Si de dieu, on peut penser qu’il n’y a plus, on trouve à la place, assaillant la conscience, cette infinité de voix porteuses de messages dont nous sommes, comme humanité, les émetteurs, mais dont le sens est pour le moins brouillé ou en tout cas obscurci à la fois par le climat général d’hallucination dans lequel nous vivons et par l’impuissance de la conscience à les déchiffrer ou par le refus d’entendre le double message intenable véhiculé par ces voix, que le monde tend vers la perfection et qu’il marche à grand pas vers la catastrophe.
Les images et les mots, de porteurs de sens sont devenus des virus. Ou plus exactement ils fonctionnent comme des virus.
Burroughs, encore lui, a pu écrire dans un texte intitulé Révolution électronique ceci : « J’ai souvent comparé le mot et l’image à un virus, ou à l’action virale, et cette comparaison n’a rien d’allégorique. Il apparaîtra que dans les langues syllabiques occidentales, les distorsions constituent de véritables mécanismes viraux. Le EST posant l’identité constitue un mécanisme viral. Si la visée peut se déduire de l’action, un virus consiste à SURVIVRE. Survivre aux dépens de l’hôte envahi. Être animal, être corps. Être corps animal que le virus peut envahir. Être des animaux, être des corps. Être davantage des corps animaux afin que le virus puisse passer d’un corps à l’autre. Rester présent en tant que corps animal. Rester absent en tant qu’anticorps ou que résistance à l’invasion du corps.
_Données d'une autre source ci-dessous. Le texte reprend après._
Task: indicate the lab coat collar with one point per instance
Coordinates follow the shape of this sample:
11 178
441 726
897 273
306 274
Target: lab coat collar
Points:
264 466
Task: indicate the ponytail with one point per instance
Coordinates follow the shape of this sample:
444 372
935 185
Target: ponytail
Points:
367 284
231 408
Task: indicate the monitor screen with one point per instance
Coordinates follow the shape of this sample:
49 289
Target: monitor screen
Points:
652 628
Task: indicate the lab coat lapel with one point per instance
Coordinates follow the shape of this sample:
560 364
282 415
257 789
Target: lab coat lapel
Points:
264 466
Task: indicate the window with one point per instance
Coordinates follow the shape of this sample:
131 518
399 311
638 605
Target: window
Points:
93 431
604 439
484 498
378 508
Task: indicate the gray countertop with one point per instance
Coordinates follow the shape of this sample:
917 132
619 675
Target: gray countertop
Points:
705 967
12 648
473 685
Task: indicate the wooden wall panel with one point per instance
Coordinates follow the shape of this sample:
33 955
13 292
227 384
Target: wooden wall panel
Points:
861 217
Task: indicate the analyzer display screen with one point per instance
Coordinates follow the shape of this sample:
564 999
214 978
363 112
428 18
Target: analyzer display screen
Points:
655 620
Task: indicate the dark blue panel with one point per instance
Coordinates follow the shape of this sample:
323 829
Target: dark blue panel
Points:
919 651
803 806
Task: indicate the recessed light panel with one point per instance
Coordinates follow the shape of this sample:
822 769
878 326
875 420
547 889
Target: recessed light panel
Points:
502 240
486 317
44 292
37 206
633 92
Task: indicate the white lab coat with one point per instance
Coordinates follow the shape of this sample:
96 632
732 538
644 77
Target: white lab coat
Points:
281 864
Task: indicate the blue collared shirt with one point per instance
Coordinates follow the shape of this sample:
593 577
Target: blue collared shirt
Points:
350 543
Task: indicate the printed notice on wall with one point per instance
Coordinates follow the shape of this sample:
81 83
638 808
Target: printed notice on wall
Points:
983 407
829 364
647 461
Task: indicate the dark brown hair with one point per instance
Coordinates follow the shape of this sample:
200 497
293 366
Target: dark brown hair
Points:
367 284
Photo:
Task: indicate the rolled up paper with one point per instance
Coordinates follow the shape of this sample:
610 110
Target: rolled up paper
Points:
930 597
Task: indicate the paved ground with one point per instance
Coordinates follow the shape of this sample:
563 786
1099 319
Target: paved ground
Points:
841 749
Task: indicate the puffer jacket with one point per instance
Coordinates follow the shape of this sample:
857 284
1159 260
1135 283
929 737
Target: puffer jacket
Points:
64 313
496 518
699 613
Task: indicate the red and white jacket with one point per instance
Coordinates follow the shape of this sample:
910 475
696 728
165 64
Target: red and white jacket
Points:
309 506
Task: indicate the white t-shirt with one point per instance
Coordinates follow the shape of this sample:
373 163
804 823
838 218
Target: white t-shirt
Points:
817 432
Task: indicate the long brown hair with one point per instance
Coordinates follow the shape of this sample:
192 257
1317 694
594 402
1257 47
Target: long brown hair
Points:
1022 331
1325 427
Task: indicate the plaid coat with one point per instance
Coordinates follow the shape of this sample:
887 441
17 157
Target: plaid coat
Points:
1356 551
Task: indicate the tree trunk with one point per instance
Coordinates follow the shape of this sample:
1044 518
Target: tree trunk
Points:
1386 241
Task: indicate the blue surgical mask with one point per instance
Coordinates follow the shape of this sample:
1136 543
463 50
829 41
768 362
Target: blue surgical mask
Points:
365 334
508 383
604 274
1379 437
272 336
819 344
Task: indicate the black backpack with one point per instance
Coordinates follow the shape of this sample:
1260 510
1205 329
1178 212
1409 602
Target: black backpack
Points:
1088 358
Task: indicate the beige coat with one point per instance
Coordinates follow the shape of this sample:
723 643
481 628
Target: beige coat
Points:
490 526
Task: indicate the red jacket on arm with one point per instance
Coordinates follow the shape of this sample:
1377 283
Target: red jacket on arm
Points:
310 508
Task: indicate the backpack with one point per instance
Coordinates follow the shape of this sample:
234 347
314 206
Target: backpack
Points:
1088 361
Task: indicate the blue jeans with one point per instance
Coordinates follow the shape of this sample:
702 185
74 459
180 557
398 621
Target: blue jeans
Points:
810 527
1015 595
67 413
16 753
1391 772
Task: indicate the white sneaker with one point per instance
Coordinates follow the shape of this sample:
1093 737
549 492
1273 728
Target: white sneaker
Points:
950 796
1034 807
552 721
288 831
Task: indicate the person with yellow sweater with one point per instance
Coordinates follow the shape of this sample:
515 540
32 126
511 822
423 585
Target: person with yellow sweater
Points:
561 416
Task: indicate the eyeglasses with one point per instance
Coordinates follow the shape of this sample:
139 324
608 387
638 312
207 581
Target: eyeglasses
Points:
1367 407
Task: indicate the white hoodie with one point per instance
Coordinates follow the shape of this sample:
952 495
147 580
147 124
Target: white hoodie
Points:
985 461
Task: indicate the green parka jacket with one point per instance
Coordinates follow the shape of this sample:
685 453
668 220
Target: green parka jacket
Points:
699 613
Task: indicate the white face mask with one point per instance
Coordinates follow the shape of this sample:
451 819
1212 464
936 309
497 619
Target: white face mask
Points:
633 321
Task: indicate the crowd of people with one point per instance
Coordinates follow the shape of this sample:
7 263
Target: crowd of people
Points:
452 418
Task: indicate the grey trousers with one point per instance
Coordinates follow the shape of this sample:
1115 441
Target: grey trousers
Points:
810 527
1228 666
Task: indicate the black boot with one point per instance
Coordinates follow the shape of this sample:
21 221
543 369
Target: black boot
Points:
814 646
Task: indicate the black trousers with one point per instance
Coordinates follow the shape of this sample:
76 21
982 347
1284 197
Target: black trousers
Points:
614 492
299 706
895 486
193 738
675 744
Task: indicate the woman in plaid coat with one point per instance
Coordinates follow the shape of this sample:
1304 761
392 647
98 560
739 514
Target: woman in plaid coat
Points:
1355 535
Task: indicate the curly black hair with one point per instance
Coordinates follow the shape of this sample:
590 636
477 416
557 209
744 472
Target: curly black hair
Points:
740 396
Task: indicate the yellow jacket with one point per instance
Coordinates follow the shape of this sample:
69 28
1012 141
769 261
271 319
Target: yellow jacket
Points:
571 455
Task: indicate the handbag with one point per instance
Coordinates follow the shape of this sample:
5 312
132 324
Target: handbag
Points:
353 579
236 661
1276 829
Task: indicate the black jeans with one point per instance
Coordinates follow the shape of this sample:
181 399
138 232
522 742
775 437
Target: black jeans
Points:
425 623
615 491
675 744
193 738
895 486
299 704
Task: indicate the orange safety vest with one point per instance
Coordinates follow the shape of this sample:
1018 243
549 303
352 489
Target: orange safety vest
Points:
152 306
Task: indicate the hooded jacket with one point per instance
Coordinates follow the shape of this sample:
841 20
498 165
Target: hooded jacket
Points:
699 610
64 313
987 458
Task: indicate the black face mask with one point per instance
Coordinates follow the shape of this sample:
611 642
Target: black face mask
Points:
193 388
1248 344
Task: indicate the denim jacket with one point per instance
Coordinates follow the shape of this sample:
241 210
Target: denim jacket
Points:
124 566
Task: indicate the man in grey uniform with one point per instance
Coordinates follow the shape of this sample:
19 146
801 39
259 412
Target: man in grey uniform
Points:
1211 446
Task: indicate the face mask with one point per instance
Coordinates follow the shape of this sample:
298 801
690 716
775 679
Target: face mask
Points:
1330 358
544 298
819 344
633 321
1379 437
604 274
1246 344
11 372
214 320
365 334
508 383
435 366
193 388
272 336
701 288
Le LE catégorique constitue également un mécanisme viral qui vous coince dans l’univers viral. LA locution SOIT/SOIT (OU/OU) constitue une autre formule virale. C’est toujours soit vous soit le virus. SOIT/SOIT… OU/OU : telle est en fait la formule conflictuelle qui constitue l’archétype du mécanisme viral. » [11]
Un virus se déploie en fonction de phénomènes d’amplification, de réplication, et de multiplication. Cela laisserait entendre que, s’il y a un sens dans l’infinité de ces messages, il se trouve plutôt dans leur fonctionnement même que dans leur apparente et si visible et si lisible signification. Ce n’est pas ce que les voix disent qui importe, ni ce que ceux qui les contrôlent veulent leur faire dire et nous faire comprendre, mais ce que nous pouvons entendre lorsque nous les écoutons munis d’une oreille « déconscientisée », d’une oreille qui n’a peur ni de la schize, ni de l’apparente extraterritorialité des voix, ni des fantômes qui hantent les rêves, ni des monstres que la raison engendre.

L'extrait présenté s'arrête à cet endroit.